Modern materials and technologies make it possible to produce prostheses that can hardly be distinguished from real eyes. Models of prostheses skillfully imitate the movements of their own eyeball.
To make the resemblance to a healthy eye even more pronounced, a lens is placed on the surface of the prosthesis that exactly repeats the shape, size and color of a healthy iris. Thanks to this, the child will not feel disabled.
Possible complications
Complications are observed if the disease becomes very aggressive, it is not diagnosed in a timely manner or treatment has not been carried out correctly. With a strong germination of retinoblastoma in the orbit, the risk of metastases increases significantly. The main complication of a malignant neoplasm is relapse after therapy.
A tumor that grows inside the eye can spread outside the organs of vision. Cancer often passes through the optic nerve into the brain. Such a complication can lead to the death of the child. In some cases, cancer passes through the walls of the eye and spreads to other internal organs throughout the body. In the presence of complications, there is a high risk of death, which is why diagnosis and treatment must be carried out in a timely manner.
Forecast and Prevention
Timely diagnosis of retinoblastoma at the initial stage makes it possible to completely cure with the help of photocoagulation, cryotherapy or radiation therapy. All these techniques are organ-preserving and less traumatic. Surgical eye removal also guarantees complete cure, however it causes discomfort and leaves a cosmetic defect. The prognosis is poor in the presence of complications such as:
- extrascleral spread of the neoplasm;
- tumor invasion deep into the optic nerve;
- involvement in the pathological process of choroidal membranes.

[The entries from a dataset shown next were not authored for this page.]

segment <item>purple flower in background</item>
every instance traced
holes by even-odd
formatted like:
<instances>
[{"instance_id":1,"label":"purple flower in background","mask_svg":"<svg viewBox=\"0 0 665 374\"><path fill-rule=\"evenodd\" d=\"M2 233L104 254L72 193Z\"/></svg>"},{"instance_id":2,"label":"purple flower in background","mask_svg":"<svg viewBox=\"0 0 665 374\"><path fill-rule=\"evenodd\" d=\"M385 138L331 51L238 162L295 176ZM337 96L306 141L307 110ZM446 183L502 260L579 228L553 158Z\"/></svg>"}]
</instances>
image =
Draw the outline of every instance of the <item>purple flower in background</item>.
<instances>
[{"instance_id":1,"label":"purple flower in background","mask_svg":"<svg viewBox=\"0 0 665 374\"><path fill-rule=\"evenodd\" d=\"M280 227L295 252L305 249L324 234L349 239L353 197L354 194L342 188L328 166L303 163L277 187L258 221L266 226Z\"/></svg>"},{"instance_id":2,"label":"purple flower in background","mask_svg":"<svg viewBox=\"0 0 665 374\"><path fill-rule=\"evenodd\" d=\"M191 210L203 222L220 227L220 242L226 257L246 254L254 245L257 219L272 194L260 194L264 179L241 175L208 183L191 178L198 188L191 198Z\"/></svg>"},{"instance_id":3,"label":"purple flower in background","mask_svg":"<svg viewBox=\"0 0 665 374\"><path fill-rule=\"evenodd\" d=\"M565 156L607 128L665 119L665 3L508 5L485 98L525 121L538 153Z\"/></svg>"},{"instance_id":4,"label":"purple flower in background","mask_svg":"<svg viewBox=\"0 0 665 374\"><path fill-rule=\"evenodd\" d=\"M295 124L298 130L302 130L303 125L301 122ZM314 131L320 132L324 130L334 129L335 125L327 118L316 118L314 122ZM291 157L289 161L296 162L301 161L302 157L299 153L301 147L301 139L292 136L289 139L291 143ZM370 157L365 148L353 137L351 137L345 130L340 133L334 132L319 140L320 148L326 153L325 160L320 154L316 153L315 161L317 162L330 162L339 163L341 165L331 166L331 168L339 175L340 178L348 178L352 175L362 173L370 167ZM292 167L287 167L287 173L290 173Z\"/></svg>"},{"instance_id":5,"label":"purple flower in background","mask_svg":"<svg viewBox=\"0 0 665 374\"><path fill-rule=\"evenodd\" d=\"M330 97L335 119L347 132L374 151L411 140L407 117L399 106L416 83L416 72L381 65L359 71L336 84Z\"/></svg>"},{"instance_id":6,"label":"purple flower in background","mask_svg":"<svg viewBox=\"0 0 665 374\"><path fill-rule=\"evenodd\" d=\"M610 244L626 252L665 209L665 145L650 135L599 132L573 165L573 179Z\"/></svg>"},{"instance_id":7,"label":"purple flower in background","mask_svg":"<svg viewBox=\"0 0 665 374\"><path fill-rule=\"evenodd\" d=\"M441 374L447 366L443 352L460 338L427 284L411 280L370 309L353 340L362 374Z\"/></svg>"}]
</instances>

Prevention is very important, as this will prevent the subsequent long-term treatment and the occurrence of dangerous complications. Families with a history of hereditary retinoblastoma should consult with a geneticist. It is important to undergo examinations by an ophthalmologist, as this will determine the disease in the initial stages of development in the child and maintain vision.
Retinoblastoma is a very dangerous cancer. The sooner a diagnosis is made, the more favorable the outcome of treatment and the preservation of vision.